Q: Please send a list of all doctors in Australia who can dispense rattlesnake serum. (USA)
A: Rattlesnakes live in A-meri-ca which is where YOU come from. All Australian snakes are perfectly harmless, can be safely handled and make good pets.
Q: I have a question about a famous animal in Australia, but I forget its name. It’s a kind of bear and lives in trees. (USA)
A: It’s called a drop bear. They are so called because they drop out of gum trees and eat the brains of anyone walking underneath them.
You can scare them off by spraying yourself with human urine before you go out walking.
Q: I have developed a new product that is the fountain of youth. Can you tell me where I can sell it in Australia? (USA)

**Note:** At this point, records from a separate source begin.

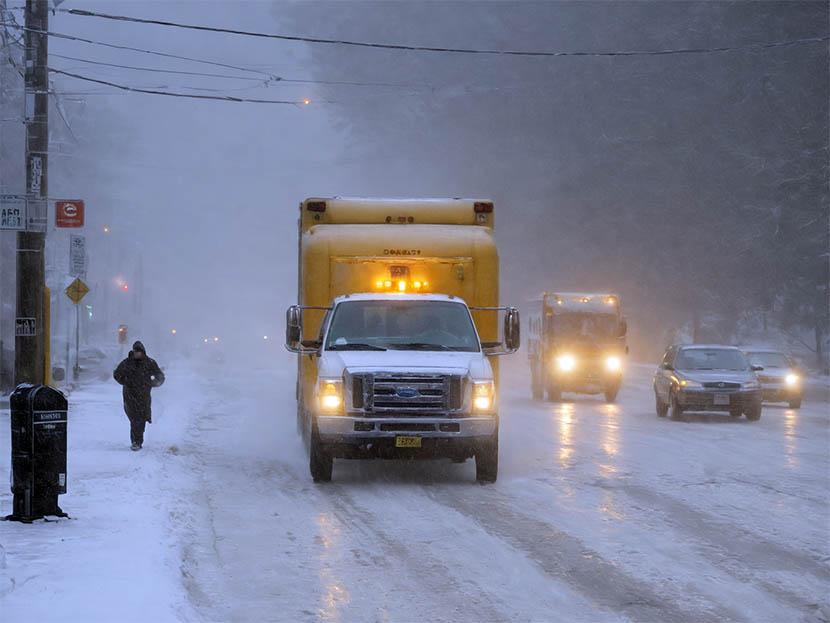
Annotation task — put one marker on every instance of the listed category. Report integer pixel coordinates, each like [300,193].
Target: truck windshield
[585,324]
[710,359]
[402,325]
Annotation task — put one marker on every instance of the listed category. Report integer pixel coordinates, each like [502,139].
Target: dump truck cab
[397,331]
[576,343]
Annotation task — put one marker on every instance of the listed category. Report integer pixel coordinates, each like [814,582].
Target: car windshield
[769,360]
[402,325]
[710,359]
[585,324]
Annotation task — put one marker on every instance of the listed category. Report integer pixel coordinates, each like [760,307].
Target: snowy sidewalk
[119,556]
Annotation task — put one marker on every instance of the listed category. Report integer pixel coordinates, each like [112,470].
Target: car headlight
[566,363]
[330,395]
[483,394]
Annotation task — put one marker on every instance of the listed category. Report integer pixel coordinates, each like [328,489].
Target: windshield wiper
[420,346]
[355,346]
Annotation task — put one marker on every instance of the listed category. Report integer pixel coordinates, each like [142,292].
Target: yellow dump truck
[396,329]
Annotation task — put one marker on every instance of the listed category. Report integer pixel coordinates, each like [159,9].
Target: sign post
[13,212]
[76,291]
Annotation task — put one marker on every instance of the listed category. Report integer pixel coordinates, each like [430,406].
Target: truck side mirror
[293,328]
[512,330]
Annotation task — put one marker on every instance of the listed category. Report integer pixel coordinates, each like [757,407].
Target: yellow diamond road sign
[76,291]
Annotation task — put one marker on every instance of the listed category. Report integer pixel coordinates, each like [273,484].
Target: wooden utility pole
[30,350]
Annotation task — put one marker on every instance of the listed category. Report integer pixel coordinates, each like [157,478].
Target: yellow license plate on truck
[407,442]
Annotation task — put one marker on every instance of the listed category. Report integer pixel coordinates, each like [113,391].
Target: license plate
[407,442]
[721,399]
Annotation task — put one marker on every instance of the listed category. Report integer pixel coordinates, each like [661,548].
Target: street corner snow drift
[576,344]
[397,330]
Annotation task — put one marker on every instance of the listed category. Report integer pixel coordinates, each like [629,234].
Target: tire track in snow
[568,559]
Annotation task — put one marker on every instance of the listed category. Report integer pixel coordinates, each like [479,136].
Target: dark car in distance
[698,377]
[781,378]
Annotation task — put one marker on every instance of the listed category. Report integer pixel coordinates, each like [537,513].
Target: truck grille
[407,394]
[722,385]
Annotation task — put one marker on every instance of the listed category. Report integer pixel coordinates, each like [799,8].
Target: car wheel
[487,460]
[320,461]
[662,407]
[753,413]
[676,409]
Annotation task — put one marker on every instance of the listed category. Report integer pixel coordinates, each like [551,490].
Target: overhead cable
[222,98]
[132,49]
[418,48]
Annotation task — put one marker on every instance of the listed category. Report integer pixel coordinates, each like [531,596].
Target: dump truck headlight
[566,363]
[330,395]
[483,394]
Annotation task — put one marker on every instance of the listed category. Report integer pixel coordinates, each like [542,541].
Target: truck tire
[320,462]
[753,413]
[662,407]
[487,460]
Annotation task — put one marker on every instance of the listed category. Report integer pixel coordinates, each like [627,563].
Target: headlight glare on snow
[483,393]
[566,363]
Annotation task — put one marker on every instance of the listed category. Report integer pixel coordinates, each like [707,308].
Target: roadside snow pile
[119,556]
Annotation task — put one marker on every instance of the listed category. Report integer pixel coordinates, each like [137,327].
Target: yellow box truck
[396,328]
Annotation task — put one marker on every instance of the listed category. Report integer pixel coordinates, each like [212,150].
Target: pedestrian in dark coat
[138,374]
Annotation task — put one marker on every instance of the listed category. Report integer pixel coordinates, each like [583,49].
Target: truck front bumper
[359,437]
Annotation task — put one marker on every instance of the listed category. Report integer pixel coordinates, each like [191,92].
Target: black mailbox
[38,419]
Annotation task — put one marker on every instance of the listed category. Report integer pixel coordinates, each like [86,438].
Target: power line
[414,48]
[132,49]
[222,98]
[274,79]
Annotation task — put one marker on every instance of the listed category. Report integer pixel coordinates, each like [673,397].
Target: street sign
[69,213]
[12,212]
[77,255]
[25,327]
[76,291]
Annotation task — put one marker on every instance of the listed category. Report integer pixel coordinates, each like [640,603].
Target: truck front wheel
[487,460]
[320,461]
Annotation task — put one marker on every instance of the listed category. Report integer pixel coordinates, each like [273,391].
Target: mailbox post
[38,422]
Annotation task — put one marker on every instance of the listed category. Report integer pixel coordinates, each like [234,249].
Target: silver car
[697,377]
[781,379]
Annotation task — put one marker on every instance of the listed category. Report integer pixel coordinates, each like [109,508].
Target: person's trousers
[137,430]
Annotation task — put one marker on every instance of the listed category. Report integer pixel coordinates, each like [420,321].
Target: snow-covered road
[601,513]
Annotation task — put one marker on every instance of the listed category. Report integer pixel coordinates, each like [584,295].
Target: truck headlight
[330,395]
[566,363]
[483,393]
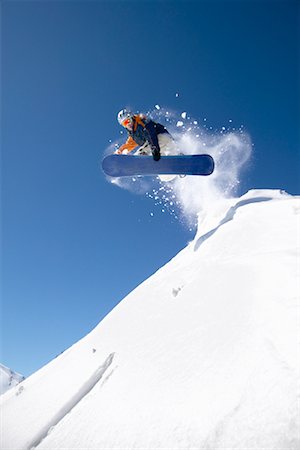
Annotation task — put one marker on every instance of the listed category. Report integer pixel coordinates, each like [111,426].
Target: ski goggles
[127,122]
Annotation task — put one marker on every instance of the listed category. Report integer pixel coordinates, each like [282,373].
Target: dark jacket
[144,130]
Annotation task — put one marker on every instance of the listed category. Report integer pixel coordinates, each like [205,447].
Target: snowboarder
[151,137]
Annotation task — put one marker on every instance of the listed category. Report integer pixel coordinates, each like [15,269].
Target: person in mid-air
[151,137]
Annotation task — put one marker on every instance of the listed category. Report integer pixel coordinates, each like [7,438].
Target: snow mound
[8,379]
[203,354]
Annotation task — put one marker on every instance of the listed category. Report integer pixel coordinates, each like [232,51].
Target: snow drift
[203,354]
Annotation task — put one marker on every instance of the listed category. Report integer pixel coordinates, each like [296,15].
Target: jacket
[144,130]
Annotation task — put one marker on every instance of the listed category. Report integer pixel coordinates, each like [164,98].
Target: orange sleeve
[129,145]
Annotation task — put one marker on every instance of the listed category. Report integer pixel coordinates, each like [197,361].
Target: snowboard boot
[156,154]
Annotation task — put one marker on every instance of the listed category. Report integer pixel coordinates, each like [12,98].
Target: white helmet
[123,115]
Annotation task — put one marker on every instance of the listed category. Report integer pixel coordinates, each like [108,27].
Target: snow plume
[193,197]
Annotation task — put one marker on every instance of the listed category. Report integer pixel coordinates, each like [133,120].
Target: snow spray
[191,198]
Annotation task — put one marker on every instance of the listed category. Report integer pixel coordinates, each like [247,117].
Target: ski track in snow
[73,401]
[206,347]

A: Anywhere significant numbers of Americans gather.
Q: Do you celebrate Christmas in Australia? (France)
A: Only at Christmas.
Q: Will I be able to speak English most places I go? (USA)
A: Yes, but you’ll have to learn it first.
Here are some interesting quotes that came to me by e-mail:
"I’ve never had major knee surgery on any other part of my body,"
— Winston Bennett, University of Kentucky basketball forward.
"Outside of the killings, Washington has one of the lowest crime rates in the country."
— Mayor Marion Barry,
"That lowdown scoundrel deserves to be kicked to death by a jackass and I’m just the one to do it!"
— A congressional
candidate in Texas
"Half this game is ninety percent mental."
— Philadelphia Phillies
manager, Danny Ozark
"It isn’t pollution that’s harming the environment. It’s the impurities in our air and water that are doing it."
— Al Gore, Vice President
"I love California. I practically grew up in Phoenix."
— Dan Quayle
"We’ve got to pause and ask ourselves: How much clean air do we need?"
— Lee Iacocca
"We don’t necessarily discriminate. We simply exclude certain types of people."
— Colonel Gerald Wellman, ROTC Instructor "Your food stamps will be stopped effective March 1992 because we received notice that you passed away. May God bless you. You may reapply if there is a change in your circumstances."
— Department of Social
Services, Greenville, SC
"Traditionally, most of Australia’s imports come from overseas."
— Keppel Enderbery
"If somebody has a bad heart, they can plug this jack in at night as they go to bed and it will monitor their heart throughout the night.
And the next morning, when they wake up dead, there’ll be a record."